Monday, 18 July 2016

SUMMER SUMMER SUMMER TIME - EDINBURGH FRINGE 2016



IT'S NEARLY EDINBURGH FRINGE O'CLOCK

It’s the 18th July 2016. And we are in a rehearsal room at York Theatre Royal in our first day of rehearsal for SNAKES & GIANTS.

We’re back with our wonderful friends at Summerhall from the 3rd – 27th August. SNAKES & GIANTS is a show about landscape and building and losing and millions of years and fleeting moments. It’s exciting. It’s full of excellent sound and soul music. It’s full of movement and singing and dancing. And it’s uplifting. And it’s sad.

It’s 4 years since we were in exactly the same rehearsal room making BEULAH, a folk musical about William Blake. Similarly, a show which is about so much stuff and also about 2 people. And the feeling was the same – exciting and scary. The feeling of pushing at something and feeling like we’re breaking some new ground in what we make and how we make it. We’ve never played a whole lot with movement and dance before. And this is the first show we’ve ever made to be performed in a theatre space.

But that’s not all. We’re also up in Edinburgh with our excellent old friends at C Venues, where we first started working in 2007. We’re bringing back Dominic Allen’s brilliant show A COMMON MAN: THE BRIDGE THAT TOM BUILT. A story about the revolutionary, world changing man, Thomas Paine. We produced Dom’s show in 2013 and, as our world gets darker and harder, the show gets more and more relevant. It’s about refusing to accept the status quo, about inciting revolution, and about understanding things from history. And Dom is sheer, sheer joy to watch. He was last in The Crucible with Tom Morris at Bristol Old Vic, then he was in Aus with us and is currently out on tour with Les Enfant Terribles. 

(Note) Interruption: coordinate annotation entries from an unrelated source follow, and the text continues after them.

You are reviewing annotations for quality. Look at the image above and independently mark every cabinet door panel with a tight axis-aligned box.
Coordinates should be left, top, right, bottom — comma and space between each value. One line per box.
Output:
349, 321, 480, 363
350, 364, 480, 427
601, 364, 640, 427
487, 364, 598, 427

In Australia at the beginning of this year we met a mathematician called Tom Smith. And he inspired a play. FROM THE MOUTHS OF THE GODS is about freewill and determinism and kissing. It’s performed by an actor and an audience member each day. So the pair in the story will never be the same twice. It’s a big experiment in storytelling and maths and, we hope, a month long journey of meeting excellent people we’d never have met otherwise.

So, these two weeks between now and opening these three shows will move fast. Probably too fast. But we can’t wait. Because a good summer in Edinburgh is one of the greatest joys.

And then we take the shows to more new friends at The Bikeshed.

And then we take the shows to great old friends at Greenwich Theatre.

And we couldn’t be happier!

See you on the way…


Holly, Hannah, Veronica, Dom, Joe, Joanne, Alex, Alex and Jim.